# [Q] Theme



## mi2gurlz (Jul 28, 2011)

So I am a noob and I finally found a Rom that I like, well a couple. I am looking for themes for DAS BAMF Gingerbread Remix 2.1. If you can also list themes for BAMF GingerStripped 2.1 and BAMF Sense 3.0 RC 4.9 it would be greatly appreciated...

Thanks in advance and no need to get nasty... I did look through the threads and I found 2 or 3 themes just looking for some more.. I like to switch up a lot :wink2:


----------



## ouroborus2012 (Jul 14, 2011)

mi2gurlz said:


> So I am a noob and I finally found a Rom that I like, well a couple.

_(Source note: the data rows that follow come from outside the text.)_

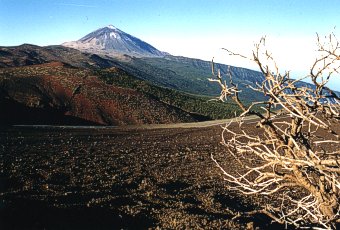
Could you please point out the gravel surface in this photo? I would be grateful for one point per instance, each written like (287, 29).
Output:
(119, 178)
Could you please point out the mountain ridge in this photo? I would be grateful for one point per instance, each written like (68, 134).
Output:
(112, 41)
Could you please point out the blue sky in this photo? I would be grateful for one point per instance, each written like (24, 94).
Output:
(192, 28)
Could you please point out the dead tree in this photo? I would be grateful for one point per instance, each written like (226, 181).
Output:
(298, 147)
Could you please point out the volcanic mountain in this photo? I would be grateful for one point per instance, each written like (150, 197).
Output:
(112, 41)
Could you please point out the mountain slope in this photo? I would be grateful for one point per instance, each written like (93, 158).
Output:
(112, 41)
(66, 94)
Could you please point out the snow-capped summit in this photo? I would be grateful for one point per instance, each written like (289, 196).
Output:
(110, 40)
(111, 27)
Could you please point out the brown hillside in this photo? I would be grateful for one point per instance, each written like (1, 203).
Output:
(55, 93)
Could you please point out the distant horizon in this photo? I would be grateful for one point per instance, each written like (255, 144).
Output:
(192, 28)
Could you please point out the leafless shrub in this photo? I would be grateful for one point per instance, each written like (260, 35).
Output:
(289, 151)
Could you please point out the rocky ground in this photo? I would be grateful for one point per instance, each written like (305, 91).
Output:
(119, 178)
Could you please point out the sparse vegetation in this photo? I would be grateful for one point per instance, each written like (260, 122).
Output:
(297, 152)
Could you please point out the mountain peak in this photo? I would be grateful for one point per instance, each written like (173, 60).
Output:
(111, 27)
(110, 40)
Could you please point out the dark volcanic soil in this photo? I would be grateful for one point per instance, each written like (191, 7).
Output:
(116, 178)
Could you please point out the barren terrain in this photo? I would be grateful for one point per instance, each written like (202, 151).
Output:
(120, 178)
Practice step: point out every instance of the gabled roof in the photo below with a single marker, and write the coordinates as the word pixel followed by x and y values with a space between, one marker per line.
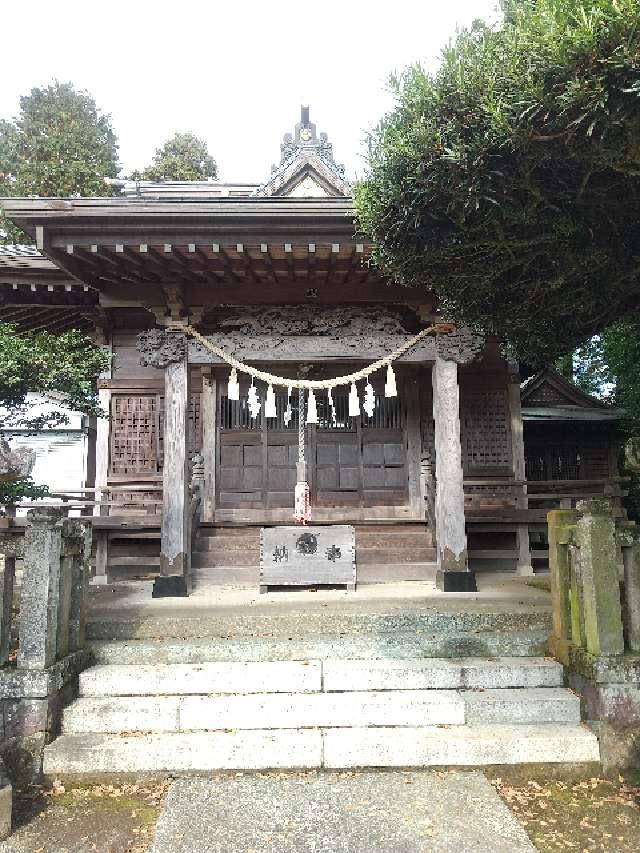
pixel 307 168
pixel 549 388
pixel 549 396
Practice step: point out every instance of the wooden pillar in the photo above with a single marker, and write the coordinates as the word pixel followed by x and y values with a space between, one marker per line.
pixel 175 547
pixel 208 413
pixel 100 577
pixel 414 448
pixel 453 566
pixel 524 566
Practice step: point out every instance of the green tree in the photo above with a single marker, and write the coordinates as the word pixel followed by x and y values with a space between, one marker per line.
pixel 63 369
pixel 184 157
pixel 59 145
pixel 509 180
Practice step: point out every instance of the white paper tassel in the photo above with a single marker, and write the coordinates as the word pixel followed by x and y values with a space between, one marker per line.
pixel 390 389
pixel 253 401
pixel 369 404
pixel 233 388
pixel 270 403
pixel 354 401
pixel 288 414
pixel 332 405
pixel 312 409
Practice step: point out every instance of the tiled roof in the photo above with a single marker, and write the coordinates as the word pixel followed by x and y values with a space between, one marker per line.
pixel 16 250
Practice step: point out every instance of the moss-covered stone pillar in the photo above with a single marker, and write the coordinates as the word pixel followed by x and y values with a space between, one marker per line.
pixel 561 524
pixel 39 600
pixel 595 537
pixel 630 541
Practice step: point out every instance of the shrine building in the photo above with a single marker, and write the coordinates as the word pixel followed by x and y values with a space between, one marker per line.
pixel 440 461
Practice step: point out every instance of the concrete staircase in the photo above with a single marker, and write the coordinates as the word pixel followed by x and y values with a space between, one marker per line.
pixel 221 715
pixel 227 555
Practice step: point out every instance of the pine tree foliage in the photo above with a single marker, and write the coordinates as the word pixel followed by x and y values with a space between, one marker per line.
pixel 184 157
pixel 509 180
pixel 60 144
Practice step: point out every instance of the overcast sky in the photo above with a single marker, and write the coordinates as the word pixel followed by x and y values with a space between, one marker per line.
pixel 233 72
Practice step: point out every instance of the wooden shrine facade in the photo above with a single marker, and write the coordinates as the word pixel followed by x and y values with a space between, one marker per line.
pixel 278 277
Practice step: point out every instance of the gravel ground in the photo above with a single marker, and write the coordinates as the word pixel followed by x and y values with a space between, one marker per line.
pixel 366 812
pixel 97 819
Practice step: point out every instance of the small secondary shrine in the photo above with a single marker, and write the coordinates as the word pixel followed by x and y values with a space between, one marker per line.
pixel 261 365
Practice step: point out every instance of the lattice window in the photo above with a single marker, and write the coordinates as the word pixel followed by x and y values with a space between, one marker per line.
pixel 552 462
pixel 486 436
pixel 596 461
pixel 137 432
pixel 134 434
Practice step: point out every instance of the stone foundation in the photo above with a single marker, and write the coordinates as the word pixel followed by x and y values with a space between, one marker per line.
pixel 30 713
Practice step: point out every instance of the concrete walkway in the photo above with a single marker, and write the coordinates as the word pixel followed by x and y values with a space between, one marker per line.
pixel 355 812
pixel 498 592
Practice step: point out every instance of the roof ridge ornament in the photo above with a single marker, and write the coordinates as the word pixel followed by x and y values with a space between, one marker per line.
pixel 302 153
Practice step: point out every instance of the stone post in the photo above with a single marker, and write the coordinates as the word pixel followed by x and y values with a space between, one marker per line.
pixel 561 524
pixel 453 568
pixel 11 546
pixel 595 536
pixel 167 349
pixel 40 589
pixel 6 796
pixel 174 549
pixel 524 566
pixel 457 347
pixel 80 530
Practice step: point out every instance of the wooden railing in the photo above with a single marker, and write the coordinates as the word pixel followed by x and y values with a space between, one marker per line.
pixel 539 494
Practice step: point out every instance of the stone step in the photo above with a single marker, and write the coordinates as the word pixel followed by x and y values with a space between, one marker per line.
pixel 210 677
pixel 227 544
pixel 225 559
pixel 400 645
pixel 283 622
pixel 400 538
pixel 440 674
pixel 463 746
pixel 92 755
pixel 241 532
pixel 391 554
pixel 316 675
pixel 321 710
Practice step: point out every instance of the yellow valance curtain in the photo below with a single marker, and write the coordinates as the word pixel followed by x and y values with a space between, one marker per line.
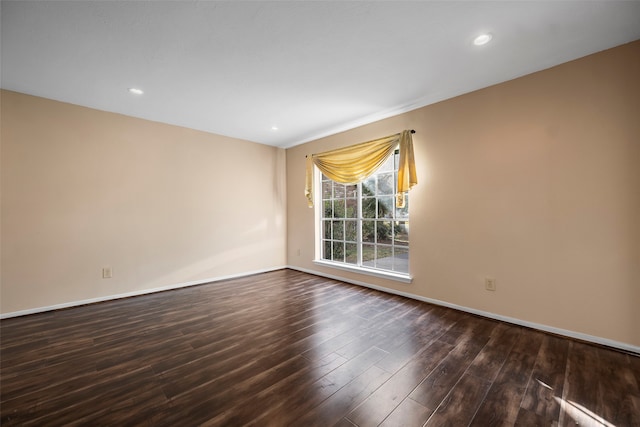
pixel 352 164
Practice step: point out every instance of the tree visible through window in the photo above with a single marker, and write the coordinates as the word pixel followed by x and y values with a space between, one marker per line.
pixel 361 225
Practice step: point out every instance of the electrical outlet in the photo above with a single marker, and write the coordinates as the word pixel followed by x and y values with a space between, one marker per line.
pixel 490 284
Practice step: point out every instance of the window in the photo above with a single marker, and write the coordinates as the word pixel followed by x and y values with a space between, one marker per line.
pixel 360 224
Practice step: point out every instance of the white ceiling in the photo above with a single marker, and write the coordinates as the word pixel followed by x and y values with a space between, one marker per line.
pixel 238 68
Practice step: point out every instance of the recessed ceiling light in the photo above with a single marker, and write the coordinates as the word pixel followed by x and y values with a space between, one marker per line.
pixel 482 39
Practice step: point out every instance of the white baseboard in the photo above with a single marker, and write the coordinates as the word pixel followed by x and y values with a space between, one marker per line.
pixel 564 332
pixel 134 293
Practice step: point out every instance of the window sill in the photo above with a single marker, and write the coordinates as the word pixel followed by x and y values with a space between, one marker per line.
pixel 399 277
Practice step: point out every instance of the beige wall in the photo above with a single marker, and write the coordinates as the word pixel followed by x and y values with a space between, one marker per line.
pixel 161 205
pixel 535 182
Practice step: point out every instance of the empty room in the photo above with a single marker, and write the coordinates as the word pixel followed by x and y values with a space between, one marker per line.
pixel 320 213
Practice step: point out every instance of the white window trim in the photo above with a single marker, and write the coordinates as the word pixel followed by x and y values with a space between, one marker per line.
pixel 370 271
pixel 383 274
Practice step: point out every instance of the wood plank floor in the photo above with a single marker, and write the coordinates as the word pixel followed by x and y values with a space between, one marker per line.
pixel 290 349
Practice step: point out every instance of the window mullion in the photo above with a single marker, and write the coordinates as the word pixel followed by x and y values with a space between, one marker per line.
pixel 359 195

I am looking for themes for DAS BAMF Gingerbread Remix 2.1. If you can also list themes for BAMF GingerStripped 2.1 and BAMF Sense 3.0 RC 4.9 it would be greatly appreciated...
> 
> Thanks in advance and no need to get nasty... I did look through the threads and I found 2 or 3 themes just looking for some more.. I like to switch up a lot :wink2:


I wouldn't worry about "nasty" too much.... This isn't XDA  .. Anyway, I run this theme and love it.. check it out http://rootzwiki.com/showthread.php?1089-URBaN-THEME-FOR-VARIOUS-ROMS&


----------



## ouroborus2012 (Jul 14, 2011)

Here's another.. . strictly BAMF 4.9 though, I believe

http://rootzwiki.com/showthread.php?2131-THEME-Taykiin-s-Custom-BAMF-Theme


----------



## sonami (Jul 16, 2011)

Dark horse if you like blue, untouchable if you like red

Sent from my thunderbolt using my f***King thumbs


----------



## mi2gurlz (Jul 28, 2011)

thanks everyone ill try them out!


----------